US strikes Yemen more in a few weeks than it did all last year

Story highlights

  • The total US strikes in Yemen for a full year have never before been estimated above 40
  • From February to the opening weekend of April, there were 70

Washington (CNN)From the very end of February to the opening weekend of April, the US conducted dozens more airstrikes in Yemen than it had on record in any previous year.

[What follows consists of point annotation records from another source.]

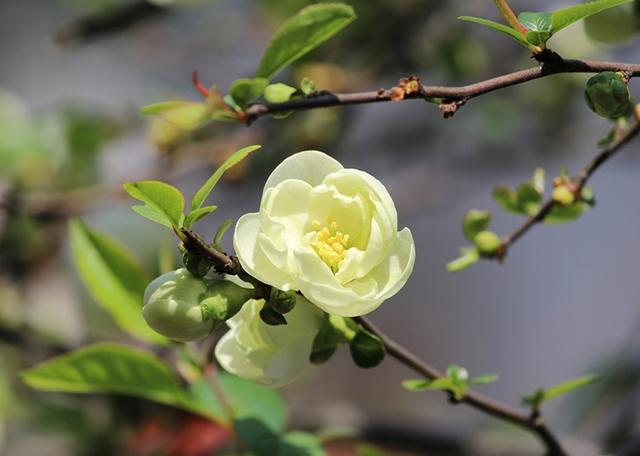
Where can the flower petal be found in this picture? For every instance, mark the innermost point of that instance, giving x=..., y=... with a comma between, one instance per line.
x=251, y=256
x=310, y=166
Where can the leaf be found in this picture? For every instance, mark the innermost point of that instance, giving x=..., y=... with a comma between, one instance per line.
x=301, y=444
x=428, y=385
x=515, y=34
x=567, y=16
x=469, y=256
x=113, y=368
x=302, y=33
x=247, y=399
x=484, y=379
x=196, y=215
x=163, y=198
x=474, y=222
x=217, y=239
x=206, y=188
x=245, y=90
x=113, y=278
x=188, y=115
x=539, y=26
x=569, y=386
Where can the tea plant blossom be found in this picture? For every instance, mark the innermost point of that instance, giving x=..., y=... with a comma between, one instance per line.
x=271, y=355
x=328, y=232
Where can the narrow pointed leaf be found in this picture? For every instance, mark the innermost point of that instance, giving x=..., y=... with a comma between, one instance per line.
x=114, y=368
x=165, y=199
x=302, y=33
x=198, y=214
x=114, y=279
x=234, y=159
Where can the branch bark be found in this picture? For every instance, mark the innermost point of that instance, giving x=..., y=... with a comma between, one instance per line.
x=529, y=422
x=551, y=64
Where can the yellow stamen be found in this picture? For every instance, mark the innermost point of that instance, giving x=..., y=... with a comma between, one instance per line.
x=330, y=244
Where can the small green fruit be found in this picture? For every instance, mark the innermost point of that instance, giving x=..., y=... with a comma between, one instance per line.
x=184, y=308
x=487, y=242
x=607, y=94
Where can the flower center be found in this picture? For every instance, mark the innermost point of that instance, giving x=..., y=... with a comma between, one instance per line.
x=330, y=244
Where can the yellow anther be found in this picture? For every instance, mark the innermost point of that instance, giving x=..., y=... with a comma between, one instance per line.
x=330, y=244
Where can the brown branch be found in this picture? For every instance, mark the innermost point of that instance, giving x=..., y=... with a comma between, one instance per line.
x=533, y=424
x=551, y=64
x=578, y=181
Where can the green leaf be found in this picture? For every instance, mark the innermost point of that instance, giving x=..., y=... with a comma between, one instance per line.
x=539, y=26
x=529, y=199
x=512, y=33
x=428, y=385
x=308, y=86
x=195, y=215
x=247, y=399
x=257, y=437
x=367, y=350
x=245, y=90
x=484, y=379
x=113, y=368
x=301, y=444
x=469, y=257
x=278, y=93
x=474, y=222
x=302, y=33
x=569, y=386
x=217, y=239
x=114, y=279
x=567, y=16
x=188, y=115
x=207, y=187
x=565, y=214
x=163, y=198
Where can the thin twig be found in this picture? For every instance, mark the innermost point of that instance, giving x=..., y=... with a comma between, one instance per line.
x=578, y=181
x=551, y=64
x=483, y=403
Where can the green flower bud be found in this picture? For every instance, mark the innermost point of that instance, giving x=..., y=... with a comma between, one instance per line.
x=367, y=350
x=487, y=242
x=563, y=196
x=184, y=308
x=474, y=222
x=607, y=94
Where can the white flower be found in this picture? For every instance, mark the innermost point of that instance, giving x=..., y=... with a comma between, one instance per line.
x=271, y=355
x=329, y=232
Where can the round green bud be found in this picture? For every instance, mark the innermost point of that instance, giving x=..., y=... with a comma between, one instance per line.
x=607, y=94
x=563, y=196
x=367, y=350
x=184, y=308
x=487, y=242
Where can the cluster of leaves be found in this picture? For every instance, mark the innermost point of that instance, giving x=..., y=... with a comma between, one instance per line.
x=534, y=29
x=367, y=350
x=456, y=381
x=298, y=36
x=525, y=200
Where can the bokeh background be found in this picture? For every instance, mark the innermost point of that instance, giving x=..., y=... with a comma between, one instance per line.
x=566, y=302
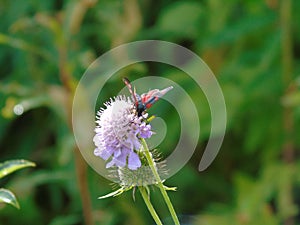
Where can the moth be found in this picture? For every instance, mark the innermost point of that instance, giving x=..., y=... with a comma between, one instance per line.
x=145, y=100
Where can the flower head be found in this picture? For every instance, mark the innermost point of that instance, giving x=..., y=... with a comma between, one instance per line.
x=117, y=133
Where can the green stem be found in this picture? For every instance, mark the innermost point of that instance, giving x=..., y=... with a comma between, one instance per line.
x=149, y=205
x=159, y=182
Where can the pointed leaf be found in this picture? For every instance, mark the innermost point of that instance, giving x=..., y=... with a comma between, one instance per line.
x=115, y=193
x=8, y=197
x=12, y=165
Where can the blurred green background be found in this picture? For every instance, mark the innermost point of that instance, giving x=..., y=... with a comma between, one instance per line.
x=253, y=48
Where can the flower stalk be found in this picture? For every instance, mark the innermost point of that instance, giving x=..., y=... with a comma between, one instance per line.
x=159, y=182
x=149, y=205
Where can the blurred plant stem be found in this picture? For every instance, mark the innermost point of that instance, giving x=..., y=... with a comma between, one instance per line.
x=287, y=76
x=65, y=73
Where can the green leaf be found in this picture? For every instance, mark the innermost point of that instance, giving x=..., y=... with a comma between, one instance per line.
x=8, y=197
x=12, y=165
x=115, y=193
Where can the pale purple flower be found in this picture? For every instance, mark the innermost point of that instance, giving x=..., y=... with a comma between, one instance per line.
x=118, y=133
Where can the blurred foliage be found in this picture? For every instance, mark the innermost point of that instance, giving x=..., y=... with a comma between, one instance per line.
x=7, y=168
x=253, y=48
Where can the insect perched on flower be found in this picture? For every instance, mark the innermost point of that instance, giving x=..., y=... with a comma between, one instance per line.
x=146, y=100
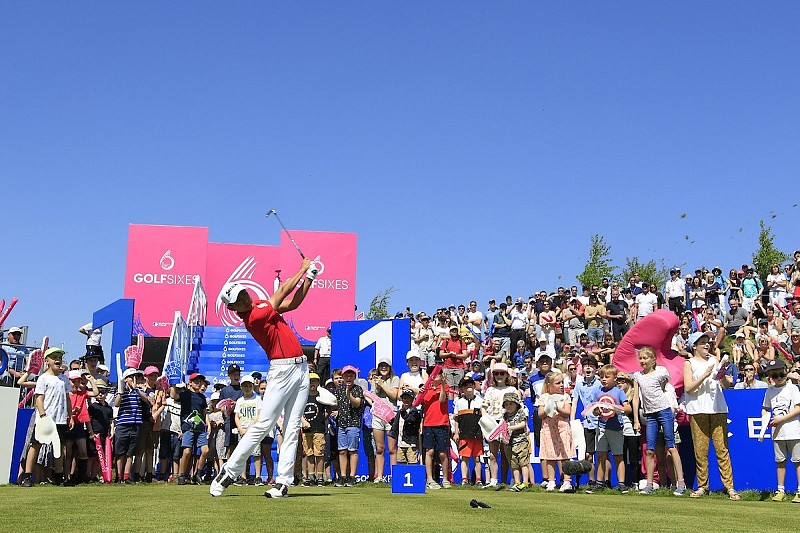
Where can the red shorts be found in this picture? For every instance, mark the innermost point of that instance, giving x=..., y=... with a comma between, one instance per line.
x=470, y=447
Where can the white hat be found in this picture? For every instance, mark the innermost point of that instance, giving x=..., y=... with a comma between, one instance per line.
x=230, y=292
x=130, y=372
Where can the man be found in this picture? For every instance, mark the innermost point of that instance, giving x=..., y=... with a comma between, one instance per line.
x=645, y=303
x=287, y=388
x=680, y=342
x=676, y=293
x=16, y=357
x=736, y=317
x=322, y=356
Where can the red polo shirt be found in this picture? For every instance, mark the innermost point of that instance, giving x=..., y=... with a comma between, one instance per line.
x=271, y=331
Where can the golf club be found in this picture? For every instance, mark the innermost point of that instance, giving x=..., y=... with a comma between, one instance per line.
x=273, y=212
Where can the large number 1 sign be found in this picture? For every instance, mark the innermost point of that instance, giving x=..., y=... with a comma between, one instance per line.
x=362, y=343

A report from the Department of Defense, citing Pentagon spokesman Navy Capt. Jeff Davis, said the weekend's airstrikes brought the total number of US strikes in Yemen from that time to 70.
Estimates from the Long War Journal, a Foundation for the Defense of Democracies project, have never shown the total US strikes in Yemen for a full year reaching 40, and estimates of drone strikes alone in Yemen from the Bureau of Investigative Journalism showed roughly the same numbers.
The March activity came as Yemen's civil war reached its second anniversary and President Donald Trump had finished his first full month on the job.
Trump has granted the Pentagon increased independence to conduct their own missions in Yemen, and the Trump administration has considered a plan to increase US involvement there.
Additionally, March marked the beginning of the sixth month of the US-led coalition's attempt to retake Mosul, Iraq, from ISIS.
The US military said ISIS has increasingly attempted to use civilians as shields and coax the coalition into strikes. The US is investigating its coalition for a March 17 strike that resulted in the deaths of over 100 civilians. The US-led coalition recently released a report saying its strikes had likely killed at least 229 civilians in Iraq and Syria as part of Operation Inherent Resolve. Outside groups suggested this figure was low.
Meanwhile in Afghanistan, the UN Assistance Mission in Afghanistan reported civilian deaths and injuries in the country had ticked up to their highest point since at least 2009. The report attributed 61% of civilian casualties to "anti-government elements," mainly the Taliban.
Gen. John Nicholson, the commander of US forces in Afghanistan, told Congress in February that the situation in Afghanistan was at a "stalemate" following nearly 16 years of war and said he needed a few thousand more troops.